Approximately 15 million babies are born prematurely each year (Lawn et al., 2013), defined as parturition before 37 weeks of gestation. In Korea, the rate of preterm birth (PTB) has continuously increased by 1.4-fold, from 4.7% in 2005 to 6.9% in 2015 (Hwang et al., 2015; Korean Statistical Information Service, 2016). Prematurely born babies account for a significant proportion of infant morbidity and mortality (Simmons et al., 2010; Yoo et al., 2018). Approximately 40% of PTBs spontaneously occur because of infection and inflammation, including associations with subclinical intrauterine, intra-amniotic, and extrauterine maternal infections, such as periodontal disease (Goldenberg and Culhane, 2006; Mysorekar and Cao, 2014).

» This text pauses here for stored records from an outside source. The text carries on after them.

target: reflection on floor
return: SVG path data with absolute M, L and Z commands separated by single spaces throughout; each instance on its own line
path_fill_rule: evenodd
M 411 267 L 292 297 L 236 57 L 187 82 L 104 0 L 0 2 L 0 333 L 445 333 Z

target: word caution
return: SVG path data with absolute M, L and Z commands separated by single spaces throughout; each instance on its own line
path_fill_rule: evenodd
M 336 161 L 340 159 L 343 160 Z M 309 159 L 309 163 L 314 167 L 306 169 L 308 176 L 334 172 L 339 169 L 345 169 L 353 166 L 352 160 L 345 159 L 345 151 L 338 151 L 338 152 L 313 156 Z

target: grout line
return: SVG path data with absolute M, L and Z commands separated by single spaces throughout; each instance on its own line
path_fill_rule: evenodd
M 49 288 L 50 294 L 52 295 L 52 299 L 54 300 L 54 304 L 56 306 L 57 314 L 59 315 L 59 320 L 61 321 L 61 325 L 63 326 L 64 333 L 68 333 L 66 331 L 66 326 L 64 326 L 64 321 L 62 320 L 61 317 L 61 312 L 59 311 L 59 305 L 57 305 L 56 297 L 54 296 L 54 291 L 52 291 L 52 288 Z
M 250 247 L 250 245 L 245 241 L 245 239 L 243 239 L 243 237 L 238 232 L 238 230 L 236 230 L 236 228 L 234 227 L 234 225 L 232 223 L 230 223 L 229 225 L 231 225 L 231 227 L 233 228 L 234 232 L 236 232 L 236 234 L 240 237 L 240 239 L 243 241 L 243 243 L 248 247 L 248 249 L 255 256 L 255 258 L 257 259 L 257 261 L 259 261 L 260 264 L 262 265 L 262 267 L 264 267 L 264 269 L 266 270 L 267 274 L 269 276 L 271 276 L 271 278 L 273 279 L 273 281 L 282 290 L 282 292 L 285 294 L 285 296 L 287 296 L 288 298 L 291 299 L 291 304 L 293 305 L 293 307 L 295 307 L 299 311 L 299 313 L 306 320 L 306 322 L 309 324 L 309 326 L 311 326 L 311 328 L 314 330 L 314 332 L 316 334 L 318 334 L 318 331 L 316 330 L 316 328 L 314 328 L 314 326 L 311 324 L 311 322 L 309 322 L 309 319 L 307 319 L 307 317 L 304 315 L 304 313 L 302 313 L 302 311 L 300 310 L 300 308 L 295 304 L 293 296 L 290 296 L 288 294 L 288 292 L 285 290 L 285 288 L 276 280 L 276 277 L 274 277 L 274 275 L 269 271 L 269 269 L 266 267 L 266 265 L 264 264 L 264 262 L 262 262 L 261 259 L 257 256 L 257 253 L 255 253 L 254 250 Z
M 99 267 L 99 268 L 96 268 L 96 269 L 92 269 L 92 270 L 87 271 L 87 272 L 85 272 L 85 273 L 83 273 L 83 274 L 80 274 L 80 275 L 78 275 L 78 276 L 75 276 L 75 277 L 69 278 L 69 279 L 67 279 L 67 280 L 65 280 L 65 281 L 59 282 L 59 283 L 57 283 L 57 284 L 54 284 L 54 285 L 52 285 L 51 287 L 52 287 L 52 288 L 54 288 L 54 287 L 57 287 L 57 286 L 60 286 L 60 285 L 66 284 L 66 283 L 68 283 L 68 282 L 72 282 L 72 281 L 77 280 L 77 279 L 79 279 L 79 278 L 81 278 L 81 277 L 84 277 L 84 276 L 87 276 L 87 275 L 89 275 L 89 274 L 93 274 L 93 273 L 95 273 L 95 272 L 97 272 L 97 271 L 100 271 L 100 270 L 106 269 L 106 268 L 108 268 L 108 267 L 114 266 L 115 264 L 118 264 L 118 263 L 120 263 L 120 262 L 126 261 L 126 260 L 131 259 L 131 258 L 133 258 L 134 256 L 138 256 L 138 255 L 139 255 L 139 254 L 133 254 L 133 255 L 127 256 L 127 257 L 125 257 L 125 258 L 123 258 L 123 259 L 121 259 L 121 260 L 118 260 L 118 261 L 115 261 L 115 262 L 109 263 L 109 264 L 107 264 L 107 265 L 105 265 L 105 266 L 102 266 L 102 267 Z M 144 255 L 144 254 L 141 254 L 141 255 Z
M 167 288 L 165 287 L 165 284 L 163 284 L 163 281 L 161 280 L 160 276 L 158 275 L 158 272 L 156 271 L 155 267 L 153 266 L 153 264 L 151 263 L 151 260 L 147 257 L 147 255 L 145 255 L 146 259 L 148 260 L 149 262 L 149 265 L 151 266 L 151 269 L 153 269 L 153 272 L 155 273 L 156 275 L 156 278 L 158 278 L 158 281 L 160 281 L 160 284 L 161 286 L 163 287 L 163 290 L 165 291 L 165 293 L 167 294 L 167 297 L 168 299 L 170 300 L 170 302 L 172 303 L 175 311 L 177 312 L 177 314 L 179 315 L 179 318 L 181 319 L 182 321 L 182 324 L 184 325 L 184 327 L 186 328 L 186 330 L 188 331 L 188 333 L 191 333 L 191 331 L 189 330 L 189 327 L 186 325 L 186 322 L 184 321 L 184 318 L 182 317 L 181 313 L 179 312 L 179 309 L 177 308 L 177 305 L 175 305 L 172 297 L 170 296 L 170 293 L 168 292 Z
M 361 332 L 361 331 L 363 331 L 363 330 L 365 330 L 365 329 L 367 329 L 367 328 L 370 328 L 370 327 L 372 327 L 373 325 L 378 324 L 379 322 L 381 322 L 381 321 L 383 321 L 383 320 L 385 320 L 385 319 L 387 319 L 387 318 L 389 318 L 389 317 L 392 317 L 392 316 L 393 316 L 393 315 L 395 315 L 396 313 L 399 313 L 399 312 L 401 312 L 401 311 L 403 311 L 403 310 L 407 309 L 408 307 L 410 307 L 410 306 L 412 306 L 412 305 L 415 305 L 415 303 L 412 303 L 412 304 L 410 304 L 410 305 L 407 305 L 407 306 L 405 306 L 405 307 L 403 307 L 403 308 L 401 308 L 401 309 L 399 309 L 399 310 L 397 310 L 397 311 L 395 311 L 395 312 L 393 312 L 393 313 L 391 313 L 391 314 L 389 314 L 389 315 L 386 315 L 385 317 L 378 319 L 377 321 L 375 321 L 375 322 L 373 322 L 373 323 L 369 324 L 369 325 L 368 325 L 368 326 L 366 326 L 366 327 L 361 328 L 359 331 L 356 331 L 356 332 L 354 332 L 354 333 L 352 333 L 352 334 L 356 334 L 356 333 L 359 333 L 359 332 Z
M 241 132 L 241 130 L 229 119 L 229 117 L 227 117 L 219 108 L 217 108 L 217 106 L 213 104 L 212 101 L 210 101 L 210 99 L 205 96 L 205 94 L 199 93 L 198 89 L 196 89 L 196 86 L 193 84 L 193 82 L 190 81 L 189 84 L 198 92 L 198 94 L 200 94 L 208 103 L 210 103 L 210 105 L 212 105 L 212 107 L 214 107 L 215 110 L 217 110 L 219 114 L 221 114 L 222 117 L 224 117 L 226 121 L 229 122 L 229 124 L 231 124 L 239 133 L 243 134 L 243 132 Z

Over the course of pregnancy, the microbiome in every organ of the body undergoes profound changes associated with metabolic alterations and immunological adaptations (Koren et al., 2012). However, bacterial pathogens and associated products can induce local inflammatory responses in gestational tissues (acute chorioamnionitis), leading to preterm labor (Romero et al., 1988, 1989; Yoon et al., 1998). Most intra-amniotic infections are thought to occur when the microbiome in the lower genital tract (vagina and/or cervix) gains access to the amniotic fluid (Romero et al., 2006). Changes in the microbial ecosystem of the vagina have been implicated in the genesis of ascending intrauterine infection (Hillier et al., 1995; Hitti et al., 2001; Racicot et al., 2013). Similarly, microbial infection of the amniotic fluid, vaginal canal, and oral cavity is known to significantly contribute to PTB (Ryan and Ray, 2004; Menon, 2008; Yoo et al., 2016).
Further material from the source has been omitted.